Authored by piotr on Nov 12 2019, 4:00 AM.

Details

Summary

Add lowering support for 32-bit vec3 variant of s.buffer.load intrinsic.

Diff Detail

Event Timeline

piotr created this revision.Nov 12 2019, 4:00 AM
Herald added a project: Restricted Project. · View Herald TranscriptNov 12 2019, 4:00 AM
arsenm added inline comments.Nov 12 2019, 5:08 AM
llvm/lib/Target/AMDGPU/SIISelLowering.cpp
5671

Should get the alignment from the ABI type alignment? On second thought though, the MMO should already exist at this point so I’m not sure why this is reconstructing one

piotr updated this revision to Diff 229028.Nov 13 2019, 1:41 AM

Using the alignment from the ABI type alignment.

The s_buffer_load intrinsic is not marked with SDNPMemOperand, so I think
that is why we need to create MMO here.

Using the alignment from the ABI type alignment.

The s_buffer_load intrinsic is not marked with SDNPMemOperand, so I think
that is why we need to create MMO here.

It probably should be marked with SDNPMemOperand, and the fact that it's IntrNoMem is another problem that should eventually be solved

llvm/test/CodeGen/AMDGPU/llvm.amdgcn.s.buffer.load.ll
27–42

Most of these test changes look unrelated?

97–98

There is no load dwordx3, so I'm slightly confused about why you need this, but I would expect this ot widen to 4x loads?

piotr marked 2 inline comments as done.Nov 13 2019, 3:27 AM
piotr added inline comments.
llvm/test/CodeGen/AMDGPU/llvm.amdgcn.s.buffer.load.ll
27–42

I added the v3 test which exercises the code I am modifying (divergent index): s_buffer_loadx3_index_divergent. Also added analogous s_buffer_load_index_divergent and s_buffer_loadx2_index_divergent for consistency.

97–98

The big picture is that I am working on cutting down the number of loaded components with various buffer loads. I have another change in instcombine (soon to be uploaded for review) that trims loads based on the components used. With that patch vec3 s_buffer_load crashes in the lowering so I am adding support for that.

It is useful to have s_buffer_load.v3 for the case with divergent index, where s_buffer_load cannot be used and buffer_load_dword is generated instead. On newer GPU (VI and later) buffer_load_dwordx3 is present, only on SI we generate buffer_load_dwordx4 for that (see s_buffer_loadx3_index_divergent test).

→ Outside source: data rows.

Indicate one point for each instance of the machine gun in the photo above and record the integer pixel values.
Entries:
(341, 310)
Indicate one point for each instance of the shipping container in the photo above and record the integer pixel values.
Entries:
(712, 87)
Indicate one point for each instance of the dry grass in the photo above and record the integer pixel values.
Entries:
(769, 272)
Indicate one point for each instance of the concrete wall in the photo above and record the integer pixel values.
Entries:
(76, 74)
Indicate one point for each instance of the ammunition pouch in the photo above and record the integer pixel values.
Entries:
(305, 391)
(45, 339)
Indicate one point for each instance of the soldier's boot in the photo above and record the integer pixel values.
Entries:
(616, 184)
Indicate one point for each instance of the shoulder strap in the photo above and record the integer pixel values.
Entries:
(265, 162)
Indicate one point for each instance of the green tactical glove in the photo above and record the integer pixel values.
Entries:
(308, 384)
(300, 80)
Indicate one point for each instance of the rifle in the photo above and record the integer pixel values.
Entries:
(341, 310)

As for whether it is better to split or widen the s_buffer_load (non-divergent index), the advantage of splitting is that the split loads can be merged with an adjacent load more easily. But I do not have a strong opinion on that.

piotr marked an inline comment as done.Nov 15 2019, 12:42 AM
piotr added inline comments.
llvm/test/CodeGen/AMDGPU/llvm.amdgcn.s.buffer.load.ll
97–98

On second thought widening seems to make more sense, will update the patch.

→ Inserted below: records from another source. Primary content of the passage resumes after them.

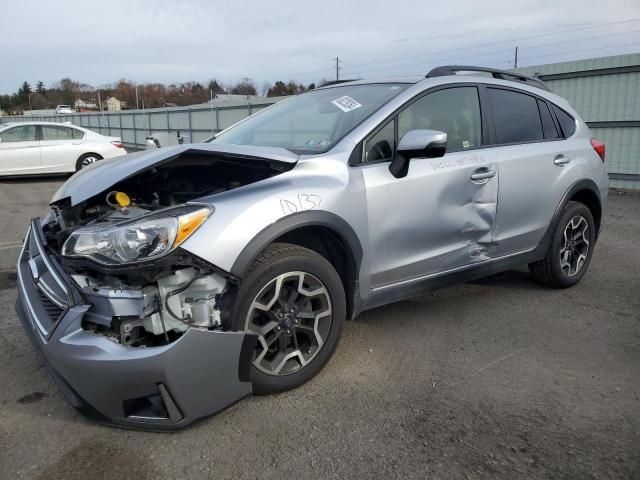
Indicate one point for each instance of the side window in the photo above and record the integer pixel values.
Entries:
(25, 133)
(567, 122)
(455, 111)
(548, 125)
(56, 133)
(382, 145)
(516, 116)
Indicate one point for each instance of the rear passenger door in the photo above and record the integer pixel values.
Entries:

piotr updated this revision to Diff 229506.Nov 15 2019, 4:30 AM

Widening instead of splitting.

arsenm accepted this revision.Nov 15 2019, 4:47 AM

LGMT

llvm/lib/Target/AMDGPU/SIISelLowering.cpp
5690

Hardcoding the index type to i32 is fine in target specific code

This revision is now accepted and ready to land.Nov 15 2019, 4:47 AM
This revision was automatically updated to reflect the committed changes.